From Palermo to Trieste, there’s almost too much to see in Italy, but I still somehow visit the same place over and over again. Each spring while traveling to the Birra dell’Anno beer festival in Rimini, I pass through the somewhat gritty northern city of Bologna, and stroll through its ancient market quarter, the Quadrilatero.
Located between the Piazza Maggiore and Via Castiglione, a couple of short blocks to the east, the neighborhood shows off the bounty of what has to be Italy’s culinary capital, the hometown of tortellini, tagliatelle, mortadella and ragù Bolognese. Numerous cheeses, hams, oils and vinegars originated in the surrounding region of Emilia-Romagna.
Shopping in the Quadrilatero is an almost overwhelming sensory experience.

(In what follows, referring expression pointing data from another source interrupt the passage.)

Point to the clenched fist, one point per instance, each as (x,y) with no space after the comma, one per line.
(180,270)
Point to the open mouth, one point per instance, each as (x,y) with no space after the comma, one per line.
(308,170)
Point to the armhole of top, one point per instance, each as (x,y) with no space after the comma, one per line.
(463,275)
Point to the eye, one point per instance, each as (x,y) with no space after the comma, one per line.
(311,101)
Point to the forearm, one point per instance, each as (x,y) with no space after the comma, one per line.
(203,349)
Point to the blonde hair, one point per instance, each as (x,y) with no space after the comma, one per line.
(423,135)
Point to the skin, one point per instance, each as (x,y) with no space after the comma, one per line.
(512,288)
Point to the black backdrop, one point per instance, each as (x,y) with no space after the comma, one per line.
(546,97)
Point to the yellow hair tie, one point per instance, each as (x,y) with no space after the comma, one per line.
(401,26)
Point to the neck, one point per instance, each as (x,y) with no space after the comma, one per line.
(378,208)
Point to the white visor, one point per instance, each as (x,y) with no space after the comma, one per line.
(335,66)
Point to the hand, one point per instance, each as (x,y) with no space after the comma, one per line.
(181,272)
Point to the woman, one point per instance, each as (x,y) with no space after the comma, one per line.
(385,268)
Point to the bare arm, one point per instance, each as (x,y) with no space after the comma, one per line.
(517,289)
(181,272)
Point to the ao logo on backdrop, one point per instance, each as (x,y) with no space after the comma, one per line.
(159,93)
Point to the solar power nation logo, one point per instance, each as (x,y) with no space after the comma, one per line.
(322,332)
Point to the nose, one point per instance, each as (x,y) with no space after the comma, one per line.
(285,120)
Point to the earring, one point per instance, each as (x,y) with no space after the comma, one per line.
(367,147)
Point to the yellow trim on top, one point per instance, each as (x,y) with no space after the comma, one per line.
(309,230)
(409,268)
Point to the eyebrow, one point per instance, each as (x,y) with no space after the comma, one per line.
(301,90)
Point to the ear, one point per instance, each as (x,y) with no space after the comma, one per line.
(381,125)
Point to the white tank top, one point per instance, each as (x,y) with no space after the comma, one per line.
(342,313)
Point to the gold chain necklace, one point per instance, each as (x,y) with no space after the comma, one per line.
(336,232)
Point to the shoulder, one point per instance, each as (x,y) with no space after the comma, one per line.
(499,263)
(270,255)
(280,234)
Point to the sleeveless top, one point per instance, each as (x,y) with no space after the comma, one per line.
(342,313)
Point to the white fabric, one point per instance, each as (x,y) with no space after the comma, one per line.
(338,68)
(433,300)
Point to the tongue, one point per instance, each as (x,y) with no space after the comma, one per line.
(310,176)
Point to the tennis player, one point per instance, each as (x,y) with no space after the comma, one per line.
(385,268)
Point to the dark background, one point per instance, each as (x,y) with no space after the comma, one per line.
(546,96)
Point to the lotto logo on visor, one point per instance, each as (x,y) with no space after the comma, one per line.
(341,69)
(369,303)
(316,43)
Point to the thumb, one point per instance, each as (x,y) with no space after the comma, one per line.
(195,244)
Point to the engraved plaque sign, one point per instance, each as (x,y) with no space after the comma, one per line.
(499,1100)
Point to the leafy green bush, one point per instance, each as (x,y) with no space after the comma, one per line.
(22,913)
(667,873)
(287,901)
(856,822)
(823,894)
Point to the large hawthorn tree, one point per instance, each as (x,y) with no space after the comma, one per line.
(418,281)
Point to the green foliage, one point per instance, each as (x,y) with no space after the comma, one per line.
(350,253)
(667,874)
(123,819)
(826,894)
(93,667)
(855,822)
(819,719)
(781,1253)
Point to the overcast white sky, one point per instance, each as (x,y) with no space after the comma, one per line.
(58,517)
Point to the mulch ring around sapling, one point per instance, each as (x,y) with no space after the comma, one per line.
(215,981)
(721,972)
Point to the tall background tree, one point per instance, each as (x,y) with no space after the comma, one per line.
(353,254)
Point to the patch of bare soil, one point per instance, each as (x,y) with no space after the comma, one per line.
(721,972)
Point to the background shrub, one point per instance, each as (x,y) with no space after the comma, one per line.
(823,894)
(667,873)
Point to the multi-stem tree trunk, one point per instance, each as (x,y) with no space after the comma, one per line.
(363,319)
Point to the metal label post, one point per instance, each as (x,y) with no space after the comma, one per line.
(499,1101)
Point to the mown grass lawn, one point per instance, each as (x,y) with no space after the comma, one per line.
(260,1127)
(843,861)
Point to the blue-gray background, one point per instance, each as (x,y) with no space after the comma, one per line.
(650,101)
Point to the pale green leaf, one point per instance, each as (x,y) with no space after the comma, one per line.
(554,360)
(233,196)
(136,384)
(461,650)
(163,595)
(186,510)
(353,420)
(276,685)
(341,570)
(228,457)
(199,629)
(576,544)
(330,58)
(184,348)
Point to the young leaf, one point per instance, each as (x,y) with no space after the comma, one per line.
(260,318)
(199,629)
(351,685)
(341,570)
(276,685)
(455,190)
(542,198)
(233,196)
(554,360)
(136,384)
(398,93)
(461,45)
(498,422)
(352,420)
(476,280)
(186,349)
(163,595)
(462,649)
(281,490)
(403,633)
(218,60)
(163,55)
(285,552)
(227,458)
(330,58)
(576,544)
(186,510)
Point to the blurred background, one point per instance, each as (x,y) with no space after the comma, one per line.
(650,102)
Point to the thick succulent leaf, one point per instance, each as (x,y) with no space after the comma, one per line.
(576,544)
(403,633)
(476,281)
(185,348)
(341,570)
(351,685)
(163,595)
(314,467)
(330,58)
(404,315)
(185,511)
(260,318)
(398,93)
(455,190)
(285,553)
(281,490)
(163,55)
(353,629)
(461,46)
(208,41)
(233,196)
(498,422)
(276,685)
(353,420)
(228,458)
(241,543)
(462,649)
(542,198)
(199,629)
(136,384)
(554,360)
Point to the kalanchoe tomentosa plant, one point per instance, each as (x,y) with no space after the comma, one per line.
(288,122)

When you walk through the creaky doors of one of the district’s great delis, like Tamburini, the rich aromas of hanging hams and the giant, aged blocks of Parmigiano-Reggiano and other cheeses hit you square in the nose. Despite the narrowness of the streets, the creak and scrape of rusty old bicycles cuts through the crowds in front of places like the Gilberto enoteca, which stocks great wine, spirits and chocolates and its own limoncello.
The greatest impressions, however, are visual: hundred-year-old shop interiors, filled with dark wood and gleaming brass fittings, multicolored variations on pastas, and foods with confusing names, like “ravioline arancia-mostarda,” that you’ll want to look up later (in this case, a soft, sugar-dusted cookie with a bittersweet orange-mustard filling).
Despite its age, the Quadrilatero now has several new arrivals, including a bookstore-meets-trattoria branch of Eataly, the Italian culinary powerhouse. Eataly has branches all over the world, from Chicago to Tokyo. But in the old shops of the Quadrilatero, you get the impression that you’re seeing — and hearing, smelling and tasting — something with a very real sense of place.